Playing in the dark with the models produced quite poetic moving shadows and I felt compelled to make a video.
The sounds reflect my thoughts on an uninhabited arctic wasteland, where installations are left from one year’s end to the next. Like the nuclear-powered lighthouses built around the northern coasts of the erstwhile USSR now looted for their copper wiring, the looters will have got hotter swag than they may have hoped for.
For the degree show, the models were attached to a conveyor belt mounted on filing cabinets so that they circle relentlessly. There is a light shining on them so that moving shadows are cast on the wall behind the machine.
The filing cabinets were a particularly lucky find and added considerations of bureaucracy.
The piece is displayed in dark space and can be viewed only through a narrow slit, like a gun-sight in a thick concrete bunker. This is significantly frustrating; clearly for the convenience of those within not those without. It is suggestive of paranoia and concealment as well as of value; something here was considered to be in need of preservation through extreme circumstances.
The conveyor circles between the cabinets. In the drawers are forgotten, official looking documents. Everything is grey. Overall the work has an air of ‘retro-futurism’ the circling of the conveyor reminds of bureaucracy; regulations and restrictions are engendered because they become possible to enforce not because they are ‘needed’. Statutes remain though the reasons for their existence are lost, their original purposes subverted.

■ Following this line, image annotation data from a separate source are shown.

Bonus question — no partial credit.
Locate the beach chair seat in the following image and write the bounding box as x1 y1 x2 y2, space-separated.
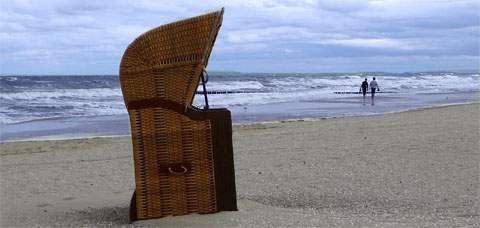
120 9 237 220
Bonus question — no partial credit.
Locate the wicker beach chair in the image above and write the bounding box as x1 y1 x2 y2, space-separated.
116 9 237 221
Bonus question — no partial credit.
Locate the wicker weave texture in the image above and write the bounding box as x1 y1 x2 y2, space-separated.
120 10 223 219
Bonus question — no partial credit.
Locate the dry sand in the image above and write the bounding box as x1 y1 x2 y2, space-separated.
0 103 480 227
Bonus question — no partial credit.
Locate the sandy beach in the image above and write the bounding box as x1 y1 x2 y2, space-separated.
0 103 480 227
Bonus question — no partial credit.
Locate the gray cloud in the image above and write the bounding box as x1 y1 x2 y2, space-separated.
0 0 480 74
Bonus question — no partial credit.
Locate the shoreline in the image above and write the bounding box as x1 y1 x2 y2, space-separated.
0 98 480 143
0 102 480 227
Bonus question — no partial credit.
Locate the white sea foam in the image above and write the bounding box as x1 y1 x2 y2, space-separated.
0 74 480 124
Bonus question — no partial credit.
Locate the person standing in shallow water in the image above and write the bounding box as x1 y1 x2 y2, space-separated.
360 78 368 104
370 77 380 105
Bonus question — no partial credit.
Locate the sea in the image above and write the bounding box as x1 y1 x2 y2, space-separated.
0 72 480 141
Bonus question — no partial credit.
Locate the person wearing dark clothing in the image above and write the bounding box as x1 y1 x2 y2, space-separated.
360 78 368 103
370 77 380 105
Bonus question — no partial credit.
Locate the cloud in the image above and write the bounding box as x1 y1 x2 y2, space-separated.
319 38 432 50
0 0 480 74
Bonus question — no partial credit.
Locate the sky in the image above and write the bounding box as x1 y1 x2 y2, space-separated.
0 0 480 75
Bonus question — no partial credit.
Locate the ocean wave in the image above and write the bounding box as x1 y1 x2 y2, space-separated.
0 74 480 123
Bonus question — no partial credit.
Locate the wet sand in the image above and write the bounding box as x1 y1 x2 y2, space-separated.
0 103 480 227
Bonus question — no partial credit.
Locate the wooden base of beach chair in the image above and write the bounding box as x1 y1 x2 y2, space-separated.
120 9 237 221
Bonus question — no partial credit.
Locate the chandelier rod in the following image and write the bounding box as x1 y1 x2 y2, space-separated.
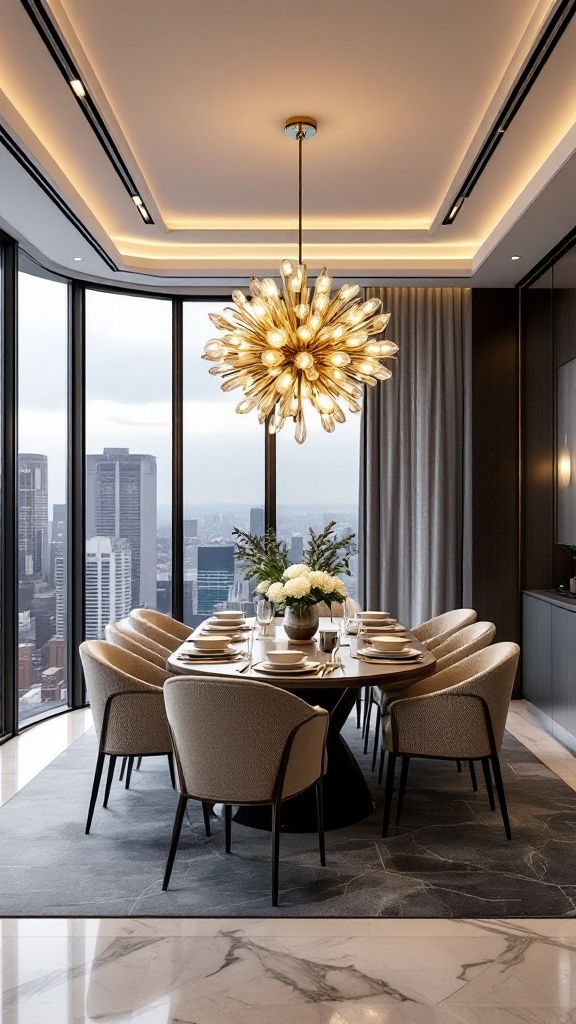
298 128 306 264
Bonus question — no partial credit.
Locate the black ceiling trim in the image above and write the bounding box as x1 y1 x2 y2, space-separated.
20 0 154 224
517 227 576 288
0 124 119 271
442 0 576 224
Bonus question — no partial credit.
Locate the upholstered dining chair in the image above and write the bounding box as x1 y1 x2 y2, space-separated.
410 608 478 650
128 608 186 653
80 640 174 835
382 642 520 839
434 622 496 672
372 622 496 774
106 620 168 670
162 677 329 906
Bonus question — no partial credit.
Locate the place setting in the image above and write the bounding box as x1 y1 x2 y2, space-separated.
353 636 423 665
172 633 244 663
251 649 325 676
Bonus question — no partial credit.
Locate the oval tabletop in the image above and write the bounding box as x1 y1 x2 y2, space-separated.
163 618 436 692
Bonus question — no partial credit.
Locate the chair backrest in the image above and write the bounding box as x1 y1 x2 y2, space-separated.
130 608 192 643
434 623 496 672
128 608 181 654
80 640 170 737
164 677 329 804
390 641 520 757
411 608 477 650
106 623 170 669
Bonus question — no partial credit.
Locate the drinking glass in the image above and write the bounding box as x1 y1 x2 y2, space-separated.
254 597 274 637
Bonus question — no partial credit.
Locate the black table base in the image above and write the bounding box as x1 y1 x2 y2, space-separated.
234 686 374 833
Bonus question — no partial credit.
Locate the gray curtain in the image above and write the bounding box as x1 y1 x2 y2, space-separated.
358 288 471 626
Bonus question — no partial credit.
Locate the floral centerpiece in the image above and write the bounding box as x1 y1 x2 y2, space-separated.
234 522 355 640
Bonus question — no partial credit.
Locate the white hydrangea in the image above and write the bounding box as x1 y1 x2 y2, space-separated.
266 583 286 604
308 569 336 594
332 577 347 597
284 575 311 597
282 562 311 580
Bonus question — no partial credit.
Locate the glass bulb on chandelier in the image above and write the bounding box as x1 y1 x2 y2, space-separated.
202 118 398 444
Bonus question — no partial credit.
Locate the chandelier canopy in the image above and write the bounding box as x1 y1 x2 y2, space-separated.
202 117 398 444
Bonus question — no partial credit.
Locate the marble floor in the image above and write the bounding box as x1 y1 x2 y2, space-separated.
0 701 576 1024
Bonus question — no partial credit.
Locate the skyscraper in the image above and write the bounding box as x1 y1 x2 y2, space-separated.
85 537 132 640
198 545 234 614
250 508 264 537
18 453 48 583
86 449 157 608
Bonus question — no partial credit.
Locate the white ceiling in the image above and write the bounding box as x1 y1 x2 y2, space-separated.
0 0 576 290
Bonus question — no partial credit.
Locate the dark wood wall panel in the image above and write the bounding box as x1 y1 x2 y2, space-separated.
471 289 521 659
522 283 554 590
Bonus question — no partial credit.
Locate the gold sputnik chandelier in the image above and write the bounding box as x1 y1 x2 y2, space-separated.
202 116 398 444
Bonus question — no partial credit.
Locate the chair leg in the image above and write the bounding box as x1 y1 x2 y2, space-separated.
166 754 176 790
104 754 116 807
224 804 232 853
362 686 371 738
316 778 326 867
162 793 188 892
396 754 410 824
364 687 372 754
84 751 106 836
272 801 282 906
378 743 386 785
481 758 496 811
490 754 512 839
382 751 398 839
202 800 212 839
372 705 382 771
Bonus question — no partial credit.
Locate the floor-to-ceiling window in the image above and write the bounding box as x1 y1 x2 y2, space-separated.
14 272 68 724
85 290 172 639
183 302 264 625
276 407 360 598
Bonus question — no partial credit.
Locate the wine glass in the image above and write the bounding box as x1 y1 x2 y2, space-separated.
254 597 274 637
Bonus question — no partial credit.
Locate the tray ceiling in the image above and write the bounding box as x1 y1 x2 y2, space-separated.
0 0 576 281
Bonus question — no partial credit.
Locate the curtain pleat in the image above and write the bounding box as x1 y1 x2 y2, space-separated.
359 288 471 625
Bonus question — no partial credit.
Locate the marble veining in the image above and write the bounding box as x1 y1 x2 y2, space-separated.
1 919 576 1024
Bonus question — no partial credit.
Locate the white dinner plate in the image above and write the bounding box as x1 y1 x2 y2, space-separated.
362 626 406 637
254 662 320 676
178 644 238 657
358 647 422 662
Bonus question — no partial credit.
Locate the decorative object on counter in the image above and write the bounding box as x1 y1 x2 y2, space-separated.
202 116 398 444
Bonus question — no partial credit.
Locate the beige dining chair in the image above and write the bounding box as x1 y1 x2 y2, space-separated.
382 642 520 839
128 608 186 654
410 608 478 650
162 678 329 906
80 640 174 834
105 621 171 670
372 622 496 778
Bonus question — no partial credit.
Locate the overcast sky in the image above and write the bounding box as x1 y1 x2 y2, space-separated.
18 273 360 516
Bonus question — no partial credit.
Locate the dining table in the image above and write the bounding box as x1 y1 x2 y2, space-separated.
163 616 436 831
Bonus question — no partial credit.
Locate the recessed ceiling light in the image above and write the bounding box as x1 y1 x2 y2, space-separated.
70 78 86 99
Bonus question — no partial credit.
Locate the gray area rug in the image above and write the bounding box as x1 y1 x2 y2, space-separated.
0 720 576 918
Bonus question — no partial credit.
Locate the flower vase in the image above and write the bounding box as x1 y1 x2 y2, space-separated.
284 604 318 643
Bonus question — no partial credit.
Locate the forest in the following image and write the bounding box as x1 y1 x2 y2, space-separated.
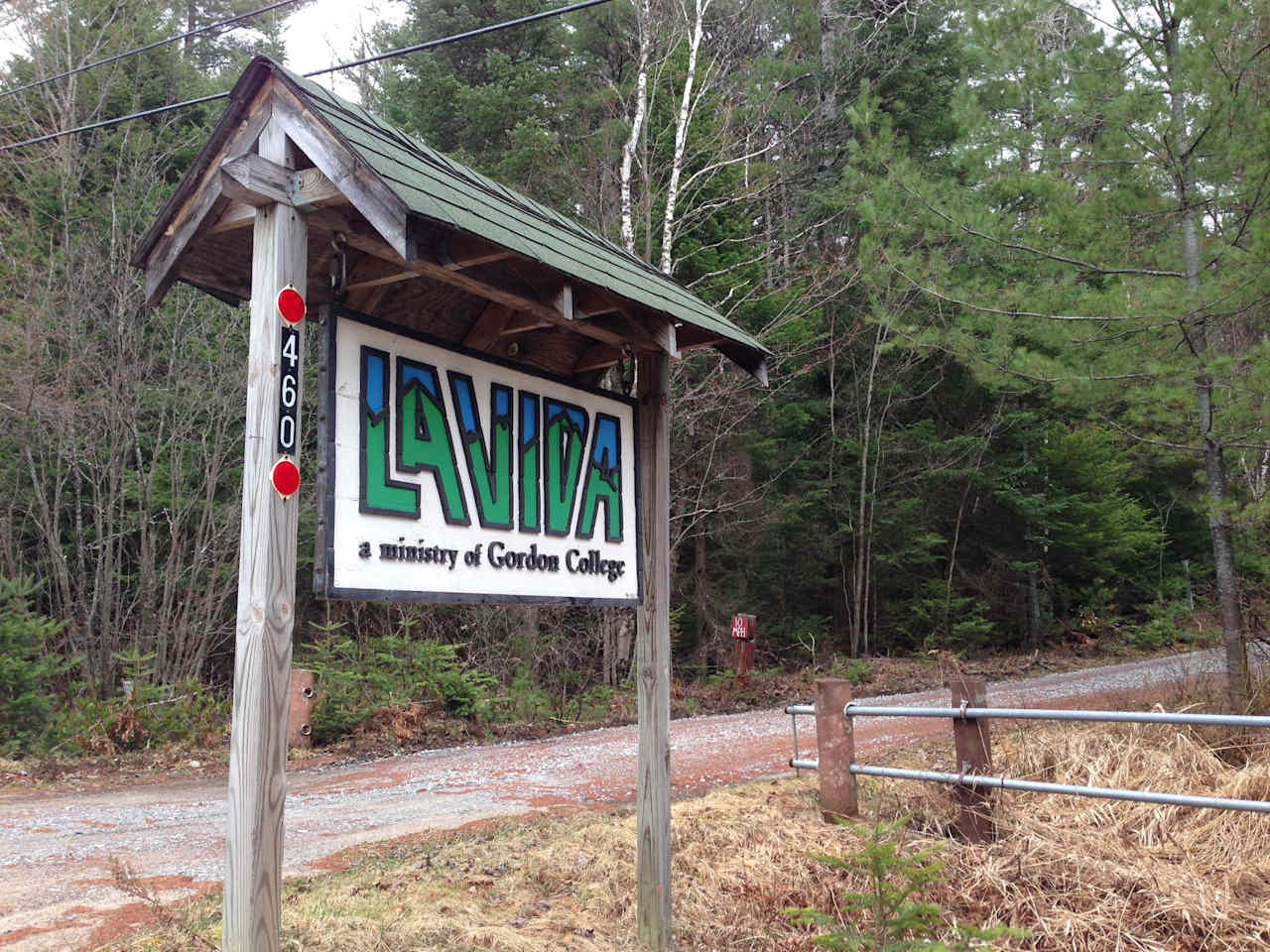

Like a Kafka office, empty but for a ringing phone, this office is long forgotten, down some secret corridor. No knows who is meant to work here, yet edicts continue to be ground out; directives circle endlessly. The models though small are not benign, like the creeping restrictions which are enacted unnoticed, and morsel by morsel freedoms are eroded as governments draw secrecy and paranoid around themselves.
The models are enigmatic – military? Industrial? Functional? Derelict? They do not reveal their secrets.
Secrets can be old and decayed but secrets they remain. Secret graveyards of abandoned nuclear submarines and naval ships of the USSR in arctic seas were far from prying eyes until Google Earth revealed their slender silhouettes. They will remain for a long time, slowly seeping radioactivity and other noxious effluents into the sea. Biological activity in Polar Regions is so slowed by cold that insults to the environment remain as unchanging scars. Vegetation does not grow over exposed soil; the detritus of World War II fighting is still scattered on the surface of battlefields of north Finland and the Kola Peninsula. Poisoned land and sea will stay poisoned. The sounds evoke this arctic coldness and desolation, a whistling wind and clanking metal with an electrical hum, suggesting activity but deserted.
The title, Nowhere/Somewhere/Everywhere, suggests that though based on nowhere and despite a slightly ridiculous, pathetic air there is much in the world to which it could refer and that which it references – the will to power – is something to be universally guarded against.